The European Training Foundation (ETF) held a high-level workshop in Beirut on 4 July, during which ETF labour market experts presented the findings of a research mapping skills policy and support measures in Lebanon.
The ETF research, the first of its kind, shows that a national mobility strategy would help Lebanon better utilise the skills of refugees, foreign workers, migrants, expatriates and returnees.
Building upon the inventory of ‘Migrant Support Measures from the Employment and Skills Perspective’, the ETF research identifies 17 measures in Lebanon that aim to support labour mobility, job and skills matching for expatriates and returnees, potential emigrants, foreign migrants, asylum seekers and refugees.

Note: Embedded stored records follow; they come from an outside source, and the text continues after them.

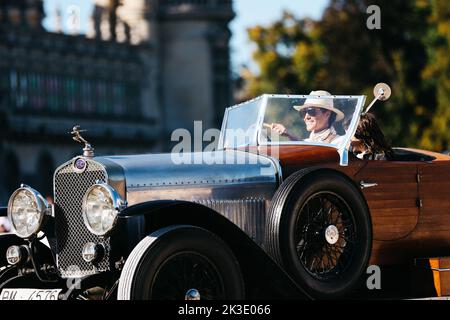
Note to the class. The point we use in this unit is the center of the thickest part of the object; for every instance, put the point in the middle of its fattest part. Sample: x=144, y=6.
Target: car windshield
x=283, y=119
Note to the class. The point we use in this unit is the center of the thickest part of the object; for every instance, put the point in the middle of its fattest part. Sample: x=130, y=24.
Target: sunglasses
x=310, y=111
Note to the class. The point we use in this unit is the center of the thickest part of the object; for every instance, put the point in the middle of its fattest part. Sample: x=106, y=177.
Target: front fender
x=256, y=265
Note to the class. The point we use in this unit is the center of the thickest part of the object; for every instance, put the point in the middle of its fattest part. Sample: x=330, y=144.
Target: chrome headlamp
x=26, y=211
x=101, y=205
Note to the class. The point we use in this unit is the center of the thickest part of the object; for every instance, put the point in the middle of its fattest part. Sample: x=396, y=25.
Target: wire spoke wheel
x=325, y=234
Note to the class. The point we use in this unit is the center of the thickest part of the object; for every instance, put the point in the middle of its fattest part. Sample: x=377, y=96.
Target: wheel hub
x=332, y=234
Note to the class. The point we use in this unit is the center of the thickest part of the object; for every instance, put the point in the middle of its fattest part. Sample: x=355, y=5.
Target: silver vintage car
x=261, y=216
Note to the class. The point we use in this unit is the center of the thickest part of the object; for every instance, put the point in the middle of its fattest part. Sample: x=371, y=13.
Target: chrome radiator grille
x=71, y=233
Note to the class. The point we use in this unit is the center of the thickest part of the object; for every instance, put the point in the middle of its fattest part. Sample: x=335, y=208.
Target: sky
x=248, y=13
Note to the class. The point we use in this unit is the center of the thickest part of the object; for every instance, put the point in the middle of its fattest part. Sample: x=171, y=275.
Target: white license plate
x=30, y=294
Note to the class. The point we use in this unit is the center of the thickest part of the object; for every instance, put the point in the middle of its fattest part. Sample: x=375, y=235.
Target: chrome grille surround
x=71, y=233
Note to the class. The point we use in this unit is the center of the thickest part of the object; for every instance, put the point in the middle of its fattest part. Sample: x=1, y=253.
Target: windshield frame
x=342, y=148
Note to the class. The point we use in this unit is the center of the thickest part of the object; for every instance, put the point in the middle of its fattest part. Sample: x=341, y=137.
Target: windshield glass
x=282, y=119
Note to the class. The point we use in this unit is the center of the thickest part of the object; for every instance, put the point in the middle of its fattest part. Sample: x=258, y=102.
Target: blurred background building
x=145, y=68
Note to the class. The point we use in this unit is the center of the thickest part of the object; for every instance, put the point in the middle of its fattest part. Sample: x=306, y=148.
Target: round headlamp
x=26, y=211
x=101, y=204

Twelve measures focus on support for refugees, as well as ‘vulnerable’ Lebanese beneficiaries. Three focus on foreign migrant workers and two cater for Lebanese emigrants and expatriates.
The majority of measures are financed by the international donor community, including the EU, which is the world’s leading donor in the international crisis response in Syria.
According to the World Bank, in 2013 there were 810, 900 Lebanese living abroad, but more recent estimates place that number as high as 10 million.
Lebanon is also an immigration destination for low-skilled workers from the Middle East, Asia and Africa, with an estimated 1.6 million foreign workers in the country, employed primarily in construction, agriculture and domestic work.
The country is also dealing with a massive influx of refugees, an estimated 1.6 million from Syria, which is putting increased pressure on the community of low skilled workforce.
The ETF report calls for a national migration policy to increase employability of Lebanese emigrant workers wishing to return to Lebanon, foreign immigrant workers, and refugees.
The European Training Foundation is a specialised EU agency, working with 29 partner countries bordering Europe. The ETF works closely with EU Delegations, providing expertise and support in the area of skills, vocational education and training and human capital development.